Sunday, March 15, 2015

Awnings

Large office buildings are unoccupied during the weekends.  Even when they are occupied, office management, by custom if not fact, feels entitled to turn down the heat.  On Monday mornings the heat is turned up again and the ice that has collected on these buildings falls off onto the streets below.  Certain buildings seem designed to take maximum advantage of this effect.  In particular the diamond topped Smurfit Stone building at Michigan and Randolph used to be the best example of this effect.  The diamond roof dropped all the ice directly on the entrance. 
If there ever is a nuclear disaster I am sure that Chicagoans will still go to work.  I vividly remember people inching along the walls of the building hoping to get to their offices before being brained by the ice.  The ice dramatically shattered in the plaza before them sending fragments up into the air. Since then the building has constructed an entryway with shops on its plaza giving tenants greater safety. 

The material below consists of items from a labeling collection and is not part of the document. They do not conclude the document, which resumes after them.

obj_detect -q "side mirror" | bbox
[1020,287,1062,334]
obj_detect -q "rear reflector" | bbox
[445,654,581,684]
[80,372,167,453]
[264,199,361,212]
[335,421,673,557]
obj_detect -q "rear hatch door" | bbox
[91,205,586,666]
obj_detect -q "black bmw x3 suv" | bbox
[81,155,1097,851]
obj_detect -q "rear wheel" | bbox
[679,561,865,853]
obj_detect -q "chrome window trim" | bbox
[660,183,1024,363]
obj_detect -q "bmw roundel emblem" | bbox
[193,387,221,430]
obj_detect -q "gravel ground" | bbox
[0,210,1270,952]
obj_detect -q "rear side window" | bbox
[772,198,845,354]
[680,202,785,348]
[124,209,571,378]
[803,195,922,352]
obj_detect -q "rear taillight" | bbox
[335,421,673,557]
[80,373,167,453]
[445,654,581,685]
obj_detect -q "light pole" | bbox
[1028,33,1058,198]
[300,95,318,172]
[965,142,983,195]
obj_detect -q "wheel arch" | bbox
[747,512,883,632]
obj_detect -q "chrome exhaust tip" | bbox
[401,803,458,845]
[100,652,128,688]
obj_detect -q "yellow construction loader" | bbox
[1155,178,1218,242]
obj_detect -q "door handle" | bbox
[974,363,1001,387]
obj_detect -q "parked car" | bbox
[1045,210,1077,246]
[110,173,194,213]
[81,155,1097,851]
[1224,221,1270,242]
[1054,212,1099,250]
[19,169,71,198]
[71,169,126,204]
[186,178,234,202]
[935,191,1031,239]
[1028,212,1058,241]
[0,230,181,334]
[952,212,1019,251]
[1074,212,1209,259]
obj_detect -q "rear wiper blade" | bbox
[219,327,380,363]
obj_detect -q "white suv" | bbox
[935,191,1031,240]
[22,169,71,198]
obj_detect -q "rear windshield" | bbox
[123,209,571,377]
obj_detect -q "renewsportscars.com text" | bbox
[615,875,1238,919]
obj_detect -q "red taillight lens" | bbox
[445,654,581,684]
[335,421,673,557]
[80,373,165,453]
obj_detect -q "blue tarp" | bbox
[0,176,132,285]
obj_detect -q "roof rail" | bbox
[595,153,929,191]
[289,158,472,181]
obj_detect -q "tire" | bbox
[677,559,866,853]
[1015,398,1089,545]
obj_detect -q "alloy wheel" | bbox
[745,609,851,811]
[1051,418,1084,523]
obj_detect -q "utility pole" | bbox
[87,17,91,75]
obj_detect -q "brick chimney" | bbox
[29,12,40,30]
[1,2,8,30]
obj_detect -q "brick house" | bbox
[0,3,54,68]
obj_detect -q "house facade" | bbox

The Citibank center, formerly the Northwestern train station was a wonderful example of architectural spite. The scalloped roof would gather heat at the top, sending the ice and snow onto the lower levels, each iteration gathering more mass until some hapless commuter would be buried under an avalanche. The management finally built a large awning over the entrance area, spoiling the entertainment, or at least moving it to the street.
 The sensible bungalow solution of an awning in front of many Chicago sky scrapers is not for concern over rain or sun but because while we are willing to accept the occasional rare fatality from falling ice in the street it is more difficult for a building to get a favorable settlement if they were injured or killed in an entrance.